YouTube channel savagegeese recently had the opportunity to explore the Bowling Green facility where the vehicle is assembled, giving us a behind-the-scenes look at the process and people that bring the Corvette to life. Don Sherman, a general assembly superintendent at the plant, shares that he's worked with GM for 13 years and has had a lifelong dream to work with Corvettes.
Sherman was born to a Corvette-crazy family. He recalls the story of his dad collecting him from the hospital as a newborn in the iconic sports car (back when it was still a sports car). Like many of the staff at the plant, he feels honored to be part of the Corvette story. He previously worked at the National Corvette Museum.
The passion for all things Corvette is a common thread among workers at the facility.
Sherman explains that the plant started building the Corvette C4 in 1984 and has since moved on to the C8. The latest iteration changed everything, and GM invested in a new paint shop, body shop, engine assembly lines, and more. It all kicks off with the paint shop. Instead of painting the entire car, GM paints individual parts that are only fitted to the car later.

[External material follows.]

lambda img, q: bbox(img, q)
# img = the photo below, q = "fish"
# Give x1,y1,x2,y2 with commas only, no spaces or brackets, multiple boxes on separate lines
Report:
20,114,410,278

At the same time, the aluminum body is being built and receives its composite panels. Once completed, the body is sent to another factory section where its interior is fitted. While this is happening, other facility areas are kept busy with engine production and other tasks.
The Corvette C8 receives its windscreen and carpeting before the painted body panels have been fitted.
Now, the Corvette C8 is ready to head over to the chassis section of the factory. Here, the body is "married" to the chassis; this means the body, drivetrain, and suspension merge to become one. Only at this advanced stage in the production process is the body fitted with panels and wheels.
Once the vehicle gets all its fluids, Chevrolet employees start it up and give it a final quality check before it gets sent off for testing. While it sounds relatively simple, Sherman notes that it takes approximately two days for a vehicle to clear the entire assembly system.
The general assembly superintendent admits that the vast array of options and packages can make it tricky to build the Corvette. Still, the Bowling Green Assembly plant easily pulls it off. Approximately 200 vehicles roll off the production line each day.
It's worth noting that the Corvette is only assembled at the Bowling Green facility. The only thing that is built at the plant is the aluminum chassis. "They take pre-made sub-assemblies and weld them together in the body shop," explains a presenter in the video.
The range-topping Z06, currently plagued by ridiculous dealer markups, is set apart from the rest of the vehicles in a unique way. While the Stingray's LT2 is assembled in New York and shipped to Bowling Green, the Z06's flat-plane crank V8 is made across the hall from where it's built.
Interestingly, GM allows Z06 customers to build their own engines. For a small fee, of course.
Even if you're not a big fan of Corvettes, the video is well worth watching as it delves into the various challenges the facility has faced, what goes into building the LT6 engine, and more.